PP: The Van Gundy draft past is very diverse and seems to focus on players that the staff believes they can mold into contributors. A lot of analysts suggest that Van Gundy will be looking for shooters no matter who is available. It’s a glaring need, but how much will it actually play into the draft process?
Plowright: I think when a team trades into the draft a lot of the time they are looking to fill need rather than just take whichever best talent falls to them. If Detroit doe make a move I think they would be targeting a shooter, in the first round. I would look at Rodney Hood, Gary Harris or Adreian Payne and in the second round C.J. Wilcox & Joe Harris.
PP: There is no doubt about the abundance of talent in this draft. It seems like you’d have to consider the first ten picks of the second round an extension of the first round. Do you think the Pistons could land a player with potential to start in the NBA with the 38th pick?
Plowright: So when reading this I looked at my most recent mock draft to see who I had going to the Pistons, believe it or not I had Joe Harris, the same guy I mentioned in the answer before! So yes, I definitely think you could class the 38th pick in this year’s draft as a late first rounder. I tend to agree that the players from 25-40 are not all that different.
PP: When it comes to 2nd round talent, who do you see as the best potential shooters?
Plowright: CJ Wilcox and Joe Harris are the big front runners, but if your looking for some guys who might go a little later than 38th — I like Nick Johnson, DeAndre Daniels and Jabari Brown. Johnson is probably the worst shooter in this group, but he still shot 37% from three at 4.5 attempts per game. However, I actually feel like he is a better all-around player, despite being undersized. He is a freak of an athlete, pair this with great character and leadership abilities and I see him having a solid NBA career.
PP: Cory Jefferson out of Baylor is an interesting prospect the Pistons recently invited to a workout. He seems to have a unique balance of talent and physical strength. Do you see him projecting into a true NBA talent?
Plowright: It looks to be 50/50 if Jefferson gets drafted. I have him going 59th in my final mock. Jefferson has the talent and physique to play in the NBA, but he has never played at a consistent enough level to really convince NBA personnel that he could be a solid role player. What a team wants in a 10 mpg guy is someone they can rely on every night to come in and be consistent, Jefferson isn’t that guy. However, if anyone can light a fire under him it is SVG. I think he would be a real reach at 38, but if the Pistons were to pick up another second rounder in the 45-60 range he could be in play.
Overall, Jefferson has the talent to be a late first round pick, if the Pistons feel confident that they can get the best out of him then he would certainly be worth a pick. Not many second rounders have his combination of size and skill, if he puts it together he could certainly be a real deep second round sleeper. However, in four years at Baylor he failed to do become the player most thought he could be, he is certainly a bit of a risk, but the reward could be tremendous.
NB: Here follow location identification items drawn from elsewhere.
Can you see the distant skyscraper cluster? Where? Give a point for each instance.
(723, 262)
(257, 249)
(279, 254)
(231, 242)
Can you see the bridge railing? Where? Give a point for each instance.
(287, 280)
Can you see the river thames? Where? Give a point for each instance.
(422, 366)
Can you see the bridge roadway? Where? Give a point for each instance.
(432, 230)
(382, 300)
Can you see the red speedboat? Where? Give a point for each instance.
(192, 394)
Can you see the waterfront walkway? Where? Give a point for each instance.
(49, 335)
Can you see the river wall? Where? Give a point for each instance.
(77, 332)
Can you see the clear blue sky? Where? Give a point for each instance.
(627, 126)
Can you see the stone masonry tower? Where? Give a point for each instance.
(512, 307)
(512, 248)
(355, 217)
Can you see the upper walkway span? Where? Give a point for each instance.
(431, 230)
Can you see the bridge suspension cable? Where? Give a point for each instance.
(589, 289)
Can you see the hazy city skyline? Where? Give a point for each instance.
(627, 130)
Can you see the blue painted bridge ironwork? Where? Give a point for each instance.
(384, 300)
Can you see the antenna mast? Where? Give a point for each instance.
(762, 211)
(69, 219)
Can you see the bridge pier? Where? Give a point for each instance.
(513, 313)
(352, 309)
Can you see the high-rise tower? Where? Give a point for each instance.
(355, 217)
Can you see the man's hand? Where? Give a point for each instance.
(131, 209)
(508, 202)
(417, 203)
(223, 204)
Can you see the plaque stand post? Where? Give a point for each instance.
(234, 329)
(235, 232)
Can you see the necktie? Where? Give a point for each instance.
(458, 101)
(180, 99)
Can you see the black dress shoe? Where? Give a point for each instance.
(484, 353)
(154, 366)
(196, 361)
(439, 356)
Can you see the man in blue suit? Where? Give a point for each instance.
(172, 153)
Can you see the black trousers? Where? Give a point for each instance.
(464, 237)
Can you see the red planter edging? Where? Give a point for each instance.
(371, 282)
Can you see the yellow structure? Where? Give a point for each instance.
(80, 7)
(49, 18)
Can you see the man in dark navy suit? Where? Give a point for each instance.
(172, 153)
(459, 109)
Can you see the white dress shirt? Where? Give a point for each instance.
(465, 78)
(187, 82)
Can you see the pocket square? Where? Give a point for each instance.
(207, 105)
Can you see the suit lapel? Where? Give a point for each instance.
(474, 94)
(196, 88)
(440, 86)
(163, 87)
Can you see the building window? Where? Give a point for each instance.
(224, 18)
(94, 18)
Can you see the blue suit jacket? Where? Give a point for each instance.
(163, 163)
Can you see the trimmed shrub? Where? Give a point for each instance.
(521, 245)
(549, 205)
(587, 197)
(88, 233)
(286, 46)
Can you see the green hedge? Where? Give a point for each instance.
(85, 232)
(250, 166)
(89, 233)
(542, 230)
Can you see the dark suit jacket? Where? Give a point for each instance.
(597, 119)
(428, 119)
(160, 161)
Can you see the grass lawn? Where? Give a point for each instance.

PP: Does this draft have the firepower to rival the 2003 draft when it comes to amount of talent?
Plowright: I rate the 2014 draft higher than a lot of people. I have not been disappointed by it at all, saying that I still don’t see it beating the 2003 draft for talent. I think this draft might have a lot more people in the late first round who have good careers, and like I said earlier, the second round has a fantastic amount of talent. I don’t see it having four future hall of famers like 2003 though. However, just because it isn’t as strong as arguably the best draft of all time, people shouldn’t sour on it, there is a reason so many teams decided to tank last season.